Pseudogene Transcripts in Head and Neck Cancer: Literature Review and In Silico Analysis

Genes 2021, 12(8), 1254; https://doi.org/10.3390/genes12081254
by Juliana Carron 1, Rafael Della Coletta 2 and Gustavo Jacob Lourenço 1,*
Reviewer 1: Anonymous
Reviewer 2: Anonymous
Genes 2021, 12(8), 1254; https://doi.org/10.3390/genes12081254
Submission received: 29 June 2021 / Revised: 10 August 2021 / Accepted: 12 August 2021 / Published: 17 August 2021
(This article belongs to the Special Issue Non-coding RNAs in Human Health and Diseases)

Round 1

Reviewer 1 Report

The authors analyzed TCGA data of head and neck cancer (HNC) samples in order to investigate the role of pseudogene transcripts involved in HNC risk and they performed standard bioinformatics analysis such as WGCNA, functional enrichment, and survival analysis in order to reveal new putative prognostic biomarkers. The manuscript addresses a relevant topic to the scientific community and the study is scientifically sound, but some improvements and clarifications need to be performed to the presentation of the study. My detailed comments are given below.

Major

  • The abstract should be re-written in order to be more fluent. In the current version, it appeared as a list of performed analyses.
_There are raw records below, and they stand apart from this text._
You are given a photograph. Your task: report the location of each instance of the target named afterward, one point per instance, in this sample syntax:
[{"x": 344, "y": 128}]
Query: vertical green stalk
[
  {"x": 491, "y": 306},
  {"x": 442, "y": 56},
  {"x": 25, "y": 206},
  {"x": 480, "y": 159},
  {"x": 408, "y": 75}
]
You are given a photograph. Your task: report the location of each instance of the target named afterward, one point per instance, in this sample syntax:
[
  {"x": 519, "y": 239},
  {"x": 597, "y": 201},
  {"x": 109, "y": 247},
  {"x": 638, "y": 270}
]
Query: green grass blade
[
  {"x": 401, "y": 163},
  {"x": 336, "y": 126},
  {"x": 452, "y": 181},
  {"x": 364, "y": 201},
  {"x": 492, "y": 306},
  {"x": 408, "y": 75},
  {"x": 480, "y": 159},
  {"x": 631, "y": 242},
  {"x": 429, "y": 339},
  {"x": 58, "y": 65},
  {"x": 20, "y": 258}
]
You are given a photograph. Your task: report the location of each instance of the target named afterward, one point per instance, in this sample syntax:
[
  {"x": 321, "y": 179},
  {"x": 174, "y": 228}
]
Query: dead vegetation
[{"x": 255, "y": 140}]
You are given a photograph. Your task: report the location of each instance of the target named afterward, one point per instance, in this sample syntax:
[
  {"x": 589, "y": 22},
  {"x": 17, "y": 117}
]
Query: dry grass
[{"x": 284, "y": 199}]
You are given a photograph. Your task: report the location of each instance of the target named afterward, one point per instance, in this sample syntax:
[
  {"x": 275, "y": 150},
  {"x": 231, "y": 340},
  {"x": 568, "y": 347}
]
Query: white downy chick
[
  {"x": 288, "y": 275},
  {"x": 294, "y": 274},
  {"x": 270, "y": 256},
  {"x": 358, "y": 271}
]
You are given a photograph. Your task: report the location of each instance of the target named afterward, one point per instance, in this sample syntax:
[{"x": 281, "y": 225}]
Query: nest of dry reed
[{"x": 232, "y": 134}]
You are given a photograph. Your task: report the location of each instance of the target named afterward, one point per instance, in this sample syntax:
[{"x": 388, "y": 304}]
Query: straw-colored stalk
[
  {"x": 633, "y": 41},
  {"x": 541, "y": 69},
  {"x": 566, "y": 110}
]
An effective abstract should include: (1) a brief background of the question that avoids statements about how a process is not well understood; (2) a description of the approach and the results framed in the context of their conceptual interest; and (3) an indication of the broader significance of the work.
  • I would recommend a substantive revision of the Introduction in order to improve the state-of-the-art description. The authors missed citing important articles about ceRNAs, such as the first evidence of long non-coding acting as ceRNA (Poliseno et al Nature 2010) as well as other important examples of ceRNA mechanism in human diseases that are missing. See:
    1. Poliseno et al. "A coding-independent function of gene and pseudogene mRNAs regulates tumour biology", Nature, 2010
    2. Russo et al. "Interplay between long noncoding RNAs and MicroRNAs in cancer." Computational Cell Biology. Humana Press, New York, NY, 2018. 75-92
    3. Conte, et al. "An Overview of the Computational Models Dealing with the Regulatory ceRNA Mechanism and ceRNA Deregulation in Cancer." Pseudogenes (2021): 149-164.
  • It would be very useful for the reader to better following the performed analyses if the authors added a workflow of their analysis.
  • Each figure should have a title, in addition to the description.
  • Survival analysis:
  1. On my knowledge Kaplan Meier plotter allows to select TCGA datasets for performing the survival curves (pan-cancer analysis tab), including also the dataset of Head and Neck patients. Why did the authors choose to use GEO instead of using the TCGA dataset for the same patients that they analyzed?
  2. The authors should specify the criteria used for diving the patients in the two groups (median, upper-lower quartile, etc)
  3. Moreover the number of patients within the low and high expression group should be specified in the KM plots.
  • WGCNA analysis: It is not clear to me how the authors exploited the WGCNA analysis. More details should be provided. In particular:
  1. How many modules do they found?
  2. I know that WGCNA permits also to incorporate in the analysis external sample information (clinical/phenotypical traits) in order to screen for modules and intramodular hubs that relate to a trait of interest (e.g., disease status) and thus suggesting possible key roles of a specific network module in the phenotypic characterization. Did the authors use some traits of interest in their WGCNA analysis? If yes, Are there some modules with positive/negative correlations with some traits of interest? If not, why did the authors not integrate this information into the WGCNA analysis?
  3. How is the “gene significance” defined in this case? How did the authors select the hub genes? Did they choose a threshold on Module membership and/or gene significance? The authors should better clarify this point.

Minor

  • The overall writing quality could be improved. The authors should check the English language with a native speaker and check the entire paper avoiding careless errors, spelling mistakes, and fixing some wording.
  • First references seem not well-formatted, they are out of the document bounds.
  • Check all the commas. Add a comma before “and” whenever more than two elements have been listed.

Author Response

Response to Reviewer 1 Comments

Point 1: The abstract should be re-written in order to be more fluent. In the current version, it appeared as a list of performed analyses. An effective abstract should include: (1) a brief background of the question that avoids statements about how a process is not well understood; (2) a description of the approach and the results framed in the context of their conceptual interest; and (3) an indication of the broader significance of the work.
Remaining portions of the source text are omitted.